20 May 2010

writer's blog

The new theme of this blog is a blog-related pun in every post title.

I am working on a project. As it turns out, I have been working on this project for about four years. I am not a genius, but most people who write fun upbeat funny warm uplifting novels are not geniuses either. I have an idea and a plan, and I cannot continue. I keep trying, but I find myself blocked to such an overwhelming extent that I actually feel tremendous relief taking a break to write this blog post. Like, incredible amazing relief.

I have set aside a lot of time over the coming months to work on this project. Ever since I recommitted myself to its completion, I've managed just a couple of paragraphs. Now I have a goal, a dream, an entire plot, characters, action, resolution, and no discernible way to get it all onto the page. It feels like I'm being asked to perform surgery on myself. This book is like a tumor: it's large and ample and ostensibly complete, but it is not coming out without blood.

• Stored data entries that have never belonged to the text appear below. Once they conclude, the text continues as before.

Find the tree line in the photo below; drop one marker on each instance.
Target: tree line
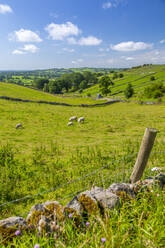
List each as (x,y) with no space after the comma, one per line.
(67,82)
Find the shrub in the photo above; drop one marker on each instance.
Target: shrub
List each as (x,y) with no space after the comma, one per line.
(129,91)
(152,78)
(155,91)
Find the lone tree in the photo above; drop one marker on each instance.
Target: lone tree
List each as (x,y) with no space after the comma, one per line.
(104,85)
(129,91)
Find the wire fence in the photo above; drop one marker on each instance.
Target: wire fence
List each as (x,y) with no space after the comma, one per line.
(79,179)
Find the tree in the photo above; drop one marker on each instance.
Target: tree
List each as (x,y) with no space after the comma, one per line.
(83,84)
(39,83)
(115,75)
(104,85)
(155,91)
(46,88)
(129,91)
(55,86)
(90,77)
(121,75)
(152,78)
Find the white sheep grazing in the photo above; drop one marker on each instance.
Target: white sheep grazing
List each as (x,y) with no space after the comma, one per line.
(81,119)
(73,118)
(19,125)
(70,123)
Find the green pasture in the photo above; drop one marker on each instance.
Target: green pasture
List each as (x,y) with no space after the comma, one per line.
(17,91)
(130,76)
(46,153)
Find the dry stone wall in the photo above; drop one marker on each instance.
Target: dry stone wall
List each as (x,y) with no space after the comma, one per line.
(50,216)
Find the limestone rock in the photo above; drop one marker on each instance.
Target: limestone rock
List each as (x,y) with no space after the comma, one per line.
(107,200)
(52,210)
(88,201)
(97,200)
(73,207)
(123,190)
(9,226)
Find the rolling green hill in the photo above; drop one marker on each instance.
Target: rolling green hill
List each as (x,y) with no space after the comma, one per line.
(42,158)
(138,77)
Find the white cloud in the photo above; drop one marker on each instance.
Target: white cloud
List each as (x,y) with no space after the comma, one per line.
(129,58)
(162,41)
(107,5)
(68,50)
(114,4)
(104,49)
(89,41)
(30,48)
(72,41)
(131,46)
(27,48)
(78,61)
(61,31)
(18,52)
(85,41)
(4,8)
(24,35)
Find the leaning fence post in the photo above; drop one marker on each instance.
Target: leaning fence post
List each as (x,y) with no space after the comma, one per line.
(143,155)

I don't generally shy away from creative endeavors. And I know that I don't ever have to show this thing to anyone, that if it turns out terrible I can just keep it to myself. But I also know, I KNOW, that I must do it. I must complete it. I can't really do much else until I get at least some kind of half-assed draft of this thing done.

So how the hell do I do it? And why is it so fearsome? Why does it hurt so much?